The idea underlying Universal Health Coverage (UHC) is that everyone, irrespective of their means, receives the health services they need, without suffering financial hardship in the process.1 Monitoring progress towards UHC requires that we decide on a set of health services to track receipt of, and a measure of financial hardship associated with out-of-pocket health expenses.
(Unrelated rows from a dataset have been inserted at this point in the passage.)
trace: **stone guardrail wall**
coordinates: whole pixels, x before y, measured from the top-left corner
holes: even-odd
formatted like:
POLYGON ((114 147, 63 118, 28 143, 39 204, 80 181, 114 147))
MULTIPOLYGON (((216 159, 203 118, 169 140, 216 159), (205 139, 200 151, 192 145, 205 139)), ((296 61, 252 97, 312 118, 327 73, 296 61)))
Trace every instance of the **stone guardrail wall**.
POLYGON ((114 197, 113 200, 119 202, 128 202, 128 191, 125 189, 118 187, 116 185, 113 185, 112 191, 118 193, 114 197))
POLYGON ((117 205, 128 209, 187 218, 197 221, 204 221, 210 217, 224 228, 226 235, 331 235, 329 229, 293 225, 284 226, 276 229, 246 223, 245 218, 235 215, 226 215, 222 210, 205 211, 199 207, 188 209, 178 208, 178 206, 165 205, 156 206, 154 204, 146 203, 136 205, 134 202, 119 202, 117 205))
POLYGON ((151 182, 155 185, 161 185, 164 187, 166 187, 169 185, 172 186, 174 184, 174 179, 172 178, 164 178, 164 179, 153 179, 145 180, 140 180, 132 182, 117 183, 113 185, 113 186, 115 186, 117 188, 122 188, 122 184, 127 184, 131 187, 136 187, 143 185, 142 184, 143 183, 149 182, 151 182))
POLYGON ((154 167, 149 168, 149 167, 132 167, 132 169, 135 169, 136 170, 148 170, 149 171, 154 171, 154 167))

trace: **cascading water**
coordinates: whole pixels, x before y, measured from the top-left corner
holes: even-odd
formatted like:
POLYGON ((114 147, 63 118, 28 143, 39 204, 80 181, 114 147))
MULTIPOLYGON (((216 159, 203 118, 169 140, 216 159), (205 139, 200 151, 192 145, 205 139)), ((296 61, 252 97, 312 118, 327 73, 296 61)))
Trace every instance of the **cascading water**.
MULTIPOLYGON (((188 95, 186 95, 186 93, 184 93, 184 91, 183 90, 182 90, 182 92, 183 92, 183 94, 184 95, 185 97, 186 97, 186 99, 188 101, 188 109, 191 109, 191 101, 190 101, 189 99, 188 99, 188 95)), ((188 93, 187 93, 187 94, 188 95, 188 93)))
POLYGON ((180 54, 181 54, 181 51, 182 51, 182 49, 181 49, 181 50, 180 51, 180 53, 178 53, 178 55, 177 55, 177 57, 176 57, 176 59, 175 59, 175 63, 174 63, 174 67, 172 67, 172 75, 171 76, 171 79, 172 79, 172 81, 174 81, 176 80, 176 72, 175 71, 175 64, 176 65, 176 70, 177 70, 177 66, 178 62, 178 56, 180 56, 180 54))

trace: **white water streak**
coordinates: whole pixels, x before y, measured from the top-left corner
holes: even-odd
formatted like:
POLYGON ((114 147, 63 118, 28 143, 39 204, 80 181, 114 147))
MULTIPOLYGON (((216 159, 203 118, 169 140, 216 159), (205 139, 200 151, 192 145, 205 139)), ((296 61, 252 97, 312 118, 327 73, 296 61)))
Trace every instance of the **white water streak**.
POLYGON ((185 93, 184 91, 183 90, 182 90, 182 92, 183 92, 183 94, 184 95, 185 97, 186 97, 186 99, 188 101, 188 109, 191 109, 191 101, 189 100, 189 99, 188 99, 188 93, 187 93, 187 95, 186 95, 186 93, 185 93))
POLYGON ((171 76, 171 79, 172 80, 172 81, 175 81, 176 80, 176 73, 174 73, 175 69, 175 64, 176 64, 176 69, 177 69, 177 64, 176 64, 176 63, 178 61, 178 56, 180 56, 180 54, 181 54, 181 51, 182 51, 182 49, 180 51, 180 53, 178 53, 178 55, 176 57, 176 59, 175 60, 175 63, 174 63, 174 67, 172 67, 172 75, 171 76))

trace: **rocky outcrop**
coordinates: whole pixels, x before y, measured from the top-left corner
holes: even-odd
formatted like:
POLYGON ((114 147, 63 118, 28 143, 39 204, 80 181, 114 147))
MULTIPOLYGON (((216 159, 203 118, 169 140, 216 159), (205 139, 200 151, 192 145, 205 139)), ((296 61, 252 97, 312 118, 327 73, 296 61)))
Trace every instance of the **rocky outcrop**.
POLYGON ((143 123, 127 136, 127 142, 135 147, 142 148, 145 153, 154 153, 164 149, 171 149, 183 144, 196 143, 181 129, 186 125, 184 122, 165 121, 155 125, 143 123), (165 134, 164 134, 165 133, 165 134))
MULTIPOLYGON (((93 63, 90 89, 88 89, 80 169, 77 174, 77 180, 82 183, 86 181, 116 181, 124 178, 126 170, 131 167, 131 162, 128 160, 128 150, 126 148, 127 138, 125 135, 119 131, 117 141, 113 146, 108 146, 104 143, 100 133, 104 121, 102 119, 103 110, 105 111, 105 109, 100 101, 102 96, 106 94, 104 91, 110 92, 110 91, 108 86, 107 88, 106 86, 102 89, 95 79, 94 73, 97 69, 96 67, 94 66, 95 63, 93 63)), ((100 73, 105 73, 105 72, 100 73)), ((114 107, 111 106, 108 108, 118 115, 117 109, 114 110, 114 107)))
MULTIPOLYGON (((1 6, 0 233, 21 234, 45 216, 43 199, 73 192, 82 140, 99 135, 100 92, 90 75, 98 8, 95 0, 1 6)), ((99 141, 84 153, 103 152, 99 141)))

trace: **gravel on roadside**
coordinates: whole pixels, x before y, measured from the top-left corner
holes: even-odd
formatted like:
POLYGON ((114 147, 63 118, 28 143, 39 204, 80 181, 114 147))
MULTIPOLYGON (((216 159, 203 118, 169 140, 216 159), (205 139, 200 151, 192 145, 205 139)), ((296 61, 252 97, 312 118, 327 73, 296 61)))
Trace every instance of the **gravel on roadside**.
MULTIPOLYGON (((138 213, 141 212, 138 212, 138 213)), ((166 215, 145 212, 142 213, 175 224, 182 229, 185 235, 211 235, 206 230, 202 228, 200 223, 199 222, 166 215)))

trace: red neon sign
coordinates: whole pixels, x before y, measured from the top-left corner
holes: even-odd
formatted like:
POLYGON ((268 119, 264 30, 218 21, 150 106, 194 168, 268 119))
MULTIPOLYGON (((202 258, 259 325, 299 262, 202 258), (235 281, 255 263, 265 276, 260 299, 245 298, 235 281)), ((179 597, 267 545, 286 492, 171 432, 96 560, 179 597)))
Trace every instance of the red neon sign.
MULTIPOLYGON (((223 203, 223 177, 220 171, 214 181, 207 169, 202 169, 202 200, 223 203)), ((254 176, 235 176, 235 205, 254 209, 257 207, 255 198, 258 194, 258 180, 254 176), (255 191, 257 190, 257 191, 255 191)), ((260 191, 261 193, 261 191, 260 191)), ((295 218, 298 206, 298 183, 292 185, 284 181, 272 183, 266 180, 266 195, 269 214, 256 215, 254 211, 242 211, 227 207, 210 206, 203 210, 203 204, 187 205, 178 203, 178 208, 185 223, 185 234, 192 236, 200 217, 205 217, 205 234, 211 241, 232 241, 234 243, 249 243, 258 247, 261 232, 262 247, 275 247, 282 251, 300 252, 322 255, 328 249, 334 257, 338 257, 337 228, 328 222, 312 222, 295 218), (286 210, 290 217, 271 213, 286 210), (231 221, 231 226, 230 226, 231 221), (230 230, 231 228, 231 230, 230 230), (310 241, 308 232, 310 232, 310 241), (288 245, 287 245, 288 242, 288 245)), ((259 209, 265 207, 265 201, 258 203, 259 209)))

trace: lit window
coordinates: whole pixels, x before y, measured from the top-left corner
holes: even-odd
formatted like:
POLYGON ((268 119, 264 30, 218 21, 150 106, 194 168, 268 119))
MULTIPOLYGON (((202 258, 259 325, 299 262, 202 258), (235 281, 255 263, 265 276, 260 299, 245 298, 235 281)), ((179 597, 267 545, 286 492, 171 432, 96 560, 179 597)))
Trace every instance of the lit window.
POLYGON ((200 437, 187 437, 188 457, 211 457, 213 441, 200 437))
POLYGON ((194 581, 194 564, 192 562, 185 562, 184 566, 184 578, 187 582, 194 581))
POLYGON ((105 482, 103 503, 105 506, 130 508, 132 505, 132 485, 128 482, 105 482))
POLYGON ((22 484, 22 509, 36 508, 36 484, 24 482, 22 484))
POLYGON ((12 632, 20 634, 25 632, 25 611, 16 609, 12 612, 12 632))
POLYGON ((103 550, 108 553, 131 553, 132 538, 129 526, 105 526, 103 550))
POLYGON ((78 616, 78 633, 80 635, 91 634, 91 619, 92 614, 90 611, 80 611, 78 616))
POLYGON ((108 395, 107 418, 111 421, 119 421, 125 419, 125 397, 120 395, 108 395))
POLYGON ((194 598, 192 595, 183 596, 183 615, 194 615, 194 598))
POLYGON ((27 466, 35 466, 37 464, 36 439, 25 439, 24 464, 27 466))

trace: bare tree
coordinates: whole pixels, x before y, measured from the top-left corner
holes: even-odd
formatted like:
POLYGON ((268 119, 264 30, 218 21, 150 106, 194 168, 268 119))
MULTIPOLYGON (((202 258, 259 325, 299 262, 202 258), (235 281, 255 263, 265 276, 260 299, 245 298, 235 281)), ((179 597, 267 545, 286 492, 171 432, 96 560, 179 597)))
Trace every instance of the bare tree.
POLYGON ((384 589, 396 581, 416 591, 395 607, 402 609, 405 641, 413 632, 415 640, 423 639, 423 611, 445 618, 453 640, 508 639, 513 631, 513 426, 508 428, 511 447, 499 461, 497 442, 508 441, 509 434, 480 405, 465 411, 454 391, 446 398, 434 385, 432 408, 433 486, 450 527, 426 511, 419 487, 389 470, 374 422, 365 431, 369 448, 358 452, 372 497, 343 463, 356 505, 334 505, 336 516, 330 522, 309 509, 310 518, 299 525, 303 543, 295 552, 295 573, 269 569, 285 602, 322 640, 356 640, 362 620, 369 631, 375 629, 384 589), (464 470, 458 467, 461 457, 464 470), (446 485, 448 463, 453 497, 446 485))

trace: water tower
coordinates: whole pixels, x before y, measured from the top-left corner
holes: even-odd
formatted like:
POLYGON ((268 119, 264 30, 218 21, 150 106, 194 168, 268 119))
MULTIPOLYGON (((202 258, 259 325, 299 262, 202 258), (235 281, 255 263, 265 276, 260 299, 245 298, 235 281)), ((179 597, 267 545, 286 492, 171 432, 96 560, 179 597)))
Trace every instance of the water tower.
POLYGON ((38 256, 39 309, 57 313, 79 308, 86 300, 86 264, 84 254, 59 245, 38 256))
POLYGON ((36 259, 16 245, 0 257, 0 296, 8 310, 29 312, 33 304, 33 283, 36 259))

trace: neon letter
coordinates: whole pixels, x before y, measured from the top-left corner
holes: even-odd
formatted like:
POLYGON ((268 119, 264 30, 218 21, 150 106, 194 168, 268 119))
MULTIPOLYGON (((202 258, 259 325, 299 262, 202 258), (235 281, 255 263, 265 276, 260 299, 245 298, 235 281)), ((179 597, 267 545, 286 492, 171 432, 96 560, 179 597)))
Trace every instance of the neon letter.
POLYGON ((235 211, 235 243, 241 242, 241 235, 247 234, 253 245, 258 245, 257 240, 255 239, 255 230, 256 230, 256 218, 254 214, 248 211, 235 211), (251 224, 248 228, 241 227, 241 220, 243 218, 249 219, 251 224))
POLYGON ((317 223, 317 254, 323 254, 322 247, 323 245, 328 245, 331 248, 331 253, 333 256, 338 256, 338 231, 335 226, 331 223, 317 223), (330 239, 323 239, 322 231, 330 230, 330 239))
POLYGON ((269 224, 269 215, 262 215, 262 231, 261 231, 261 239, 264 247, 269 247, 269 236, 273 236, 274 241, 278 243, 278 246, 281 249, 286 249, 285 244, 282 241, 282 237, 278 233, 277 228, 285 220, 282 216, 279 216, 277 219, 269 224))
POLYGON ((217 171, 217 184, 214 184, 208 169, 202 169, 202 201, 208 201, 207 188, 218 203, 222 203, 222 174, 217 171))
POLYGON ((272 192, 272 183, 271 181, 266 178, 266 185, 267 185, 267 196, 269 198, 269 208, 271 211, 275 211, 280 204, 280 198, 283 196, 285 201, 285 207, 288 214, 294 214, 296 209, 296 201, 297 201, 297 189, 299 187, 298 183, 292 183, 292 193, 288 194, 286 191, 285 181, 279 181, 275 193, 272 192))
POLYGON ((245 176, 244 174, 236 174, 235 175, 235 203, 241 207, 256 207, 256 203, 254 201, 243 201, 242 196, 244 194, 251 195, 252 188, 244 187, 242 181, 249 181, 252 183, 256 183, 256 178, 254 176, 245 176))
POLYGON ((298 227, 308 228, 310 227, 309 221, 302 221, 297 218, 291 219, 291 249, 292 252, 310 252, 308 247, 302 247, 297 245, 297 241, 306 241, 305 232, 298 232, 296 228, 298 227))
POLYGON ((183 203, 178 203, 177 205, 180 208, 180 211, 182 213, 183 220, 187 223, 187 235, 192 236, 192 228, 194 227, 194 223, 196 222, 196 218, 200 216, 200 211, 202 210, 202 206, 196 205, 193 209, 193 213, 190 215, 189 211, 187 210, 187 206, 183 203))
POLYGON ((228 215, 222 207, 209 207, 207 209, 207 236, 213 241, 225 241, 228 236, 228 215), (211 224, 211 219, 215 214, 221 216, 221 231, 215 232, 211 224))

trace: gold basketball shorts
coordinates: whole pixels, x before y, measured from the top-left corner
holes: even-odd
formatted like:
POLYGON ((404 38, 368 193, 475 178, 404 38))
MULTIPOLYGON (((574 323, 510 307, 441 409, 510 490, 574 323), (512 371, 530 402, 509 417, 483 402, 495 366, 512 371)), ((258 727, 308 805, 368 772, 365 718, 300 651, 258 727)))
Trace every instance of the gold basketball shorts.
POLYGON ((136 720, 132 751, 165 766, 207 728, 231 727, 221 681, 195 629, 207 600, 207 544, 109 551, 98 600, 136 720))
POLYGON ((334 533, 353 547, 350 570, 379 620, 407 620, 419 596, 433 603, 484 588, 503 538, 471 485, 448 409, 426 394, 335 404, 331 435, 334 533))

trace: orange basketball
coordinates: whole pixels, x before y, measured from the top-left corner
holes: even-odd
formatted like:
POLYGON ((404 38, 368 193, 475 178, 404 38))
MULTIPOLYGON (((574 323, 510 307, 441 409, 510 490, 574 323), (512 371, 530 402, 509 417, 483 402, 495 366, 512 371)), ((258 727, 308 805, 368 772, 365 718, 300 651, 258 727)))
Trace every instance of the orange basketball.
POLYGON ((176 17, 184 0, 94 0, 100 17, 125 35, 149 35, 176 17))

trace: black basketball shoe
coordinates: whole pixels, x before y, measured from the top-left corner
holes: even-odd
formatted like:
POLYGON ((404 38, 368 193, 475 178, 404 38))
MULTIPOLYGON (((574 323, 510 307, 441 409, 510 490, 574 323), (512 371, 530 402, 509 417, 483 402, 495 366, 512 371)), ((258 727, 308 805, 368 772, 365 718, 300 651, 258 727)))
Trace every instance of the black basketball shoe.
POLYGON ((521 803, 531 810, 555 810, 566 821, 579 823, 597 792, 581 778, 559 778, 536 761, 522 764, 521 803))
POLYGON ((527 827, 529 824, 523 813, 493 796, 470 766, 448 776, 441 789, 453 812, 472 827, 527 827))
We also need to decide how to aggregate the selected services into an index of service coverage, and how to trade off this index of service coverage against our chosen measure of financial protection to get an overall UHC index score.
In a couple of papers,2, 3 we suggested how this might be done, constructing a UHC index for 9 of the 20 countries of Latin America, and 14 of the 24 countries covered by the Bank’s UNICO project.4 Here we use essentially the same methods to construct a UHC index for over 80 countries using the 2018 HEFPI database.
We selected 4 indicators for preventive services, and 4 for treatment:
Indicators 1, 2, 5, 6 and 7 are in the composite coverage index (CCI) developed by the Countdown to 2015 for Maternal, Newborn, and Child Survival.5
Indicators 3 and 4 broaden the scope of the exercise out beyond MCH indicators to get at concerns over NCDs; both are defined in line with WHO guidelines.
Indicator 8 reflects a concern that has driven much of the UHC debate – that especially in low- and middle-income countries, the cost and non-availability of hospital facilities means that some people who need inpatient care do not get it. Unlike the other indicators, medical ‘need’ is hard to assess for inpatient care at the individual level ex post through a survey. But WHO has proposed a benchmark at the country level for inpatient admissions per capita; this translates into a benchmark of just over 9 for our indicator, which we scale (at the national and group level) to be 100 for values above the WHO benchmark, and a percent of the benchmark otherwise.
Fig 1 shows how countries at different income levels fare on these indicators. Unsurprisingly, coverage levels are higher in countries at higher income levels. High-income countries have achieved essentially universal coverage on all but the two cancer screening indicators. Fig 1 also shows how Thailand and Zimbabwe fare better than their peers on most indicators.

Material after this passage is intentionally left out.